Coanalytic sets and symmetric behavior in functions (Q1332227)

A function \(f: R\to R\) (\(R\) the real line) is said to be smooth (symmetric, symmetrically continuous) at a point \(p\) if \(\lim_{h\to 0} (f(p+h)+ f(p-h)- 2f(p))/ 2h=0\) \((\lim_{h\to 0} (f(p+h)+ f(p-h)- 2f(p))=0\), \(\lim_{h\to 0} (f(p+h)- f(p-h))=0)\). It is said that \(f^ s(p)\) is the symmetric derivative of \(f\) at \(p\) if \(\lim_{h\to 0} (f(p+h)- f(p-h))/ 2h= f^ s(p)\).

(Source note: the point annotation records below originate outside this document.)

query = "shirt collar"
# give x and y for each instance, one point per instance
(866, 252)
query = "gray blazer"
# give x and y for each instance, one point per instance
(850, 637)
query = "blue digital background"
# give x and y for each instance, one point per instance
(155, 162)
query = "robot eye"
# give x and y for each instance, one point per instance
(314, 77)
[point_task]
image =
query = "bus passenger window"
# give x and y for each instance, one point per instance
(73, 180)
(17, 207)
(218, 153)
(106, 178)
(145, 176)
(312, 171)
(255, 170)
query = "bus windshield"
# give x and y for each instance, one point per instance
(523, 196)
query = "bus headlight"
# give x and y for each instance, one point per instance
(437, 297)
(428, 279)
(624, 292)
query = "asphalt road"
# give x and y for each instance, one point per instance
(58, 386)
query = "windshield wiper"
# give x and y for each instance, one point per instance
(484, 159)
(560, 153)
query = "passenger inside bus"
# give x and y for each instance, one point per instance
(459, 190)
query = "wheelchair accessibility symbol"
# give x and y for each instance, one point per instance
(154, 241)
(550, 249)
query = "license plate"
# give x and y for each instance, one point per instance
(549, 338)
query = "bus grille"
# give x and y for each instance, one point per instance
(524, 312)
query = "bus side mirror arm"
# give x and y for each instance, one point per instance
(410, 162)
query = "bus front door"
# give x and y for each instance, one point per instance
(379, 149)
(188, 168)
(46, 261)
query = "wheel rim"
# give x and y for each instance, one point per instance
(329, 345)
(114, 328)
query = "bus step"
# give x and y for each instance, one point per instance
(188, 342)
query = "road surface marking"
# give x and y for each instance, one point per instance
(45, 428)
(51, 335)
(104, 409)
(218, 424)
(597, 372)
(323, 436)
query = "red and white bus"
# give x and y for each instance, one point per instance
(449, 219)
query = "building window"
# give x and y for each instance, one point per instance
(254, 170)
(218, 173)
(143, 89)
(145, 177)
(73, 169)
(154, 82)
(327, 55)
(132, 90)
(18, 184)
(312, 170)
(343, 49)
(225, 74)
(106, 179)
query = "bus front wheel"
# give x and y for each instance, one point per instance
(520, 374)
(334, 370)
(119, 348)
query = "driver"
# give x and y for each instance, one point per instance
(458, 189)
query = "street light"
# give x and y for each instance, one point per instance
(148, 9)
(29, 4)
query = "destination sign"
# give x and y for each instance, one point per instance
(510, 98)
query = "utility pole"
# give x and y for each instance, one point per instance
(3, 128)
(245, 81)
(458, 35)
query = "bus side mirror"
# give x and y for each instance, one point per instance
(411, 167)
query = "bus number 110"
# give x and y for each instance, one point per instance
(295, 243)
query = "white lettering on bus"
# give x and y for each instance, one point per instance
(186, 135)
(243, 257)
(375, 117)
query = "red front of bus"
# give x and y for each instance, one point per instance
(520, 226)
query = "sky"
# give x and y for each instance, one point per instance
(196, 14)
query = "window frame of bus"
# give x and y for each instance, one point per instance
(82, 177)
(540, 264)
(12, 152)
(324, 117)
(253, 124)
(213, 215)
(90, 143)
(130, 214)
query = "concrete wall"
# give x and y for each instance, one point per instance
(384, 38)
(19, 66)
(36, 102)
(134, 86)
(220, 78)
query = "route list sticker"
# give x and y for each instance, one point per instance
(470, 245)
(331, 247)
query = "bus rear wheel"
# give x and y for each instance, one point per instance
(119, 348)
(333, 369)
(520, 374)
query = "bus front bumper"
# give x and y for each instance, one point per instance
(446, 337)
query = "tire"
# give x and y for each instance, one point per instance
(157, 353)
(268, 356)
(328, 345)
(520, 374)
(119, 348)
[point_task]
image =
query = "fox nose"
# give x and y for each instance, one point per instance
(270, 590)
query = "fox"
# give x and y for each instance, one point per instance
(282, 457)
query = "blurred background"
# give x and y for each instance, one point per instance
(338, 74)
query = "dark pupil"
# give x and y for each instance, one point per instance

If \(f\) is a function, then \(SM(f)\), \(S(f)\), \(SD(f)\), and \(SC(f)\) denote the set of points where \(f\) is smooth, symmetric, symmetrically differentiable, and symmetrically continuous, respectively. The author proves: Let \(M\) be a zero- dimensional coanalytic subset of \(R\). Then there exists a Baire 2 function \(f\) such that \(M\) is homeomorphic to \(SM(f)\), \(S(f)\), \(SD(| f|)\), and \(SC(| f|)\). This statement improves in some sense one of author's earlier results [Proc. Am. Math. Soc. 119, No. 3, 915-923 (1993; Zbl 0791.26002)].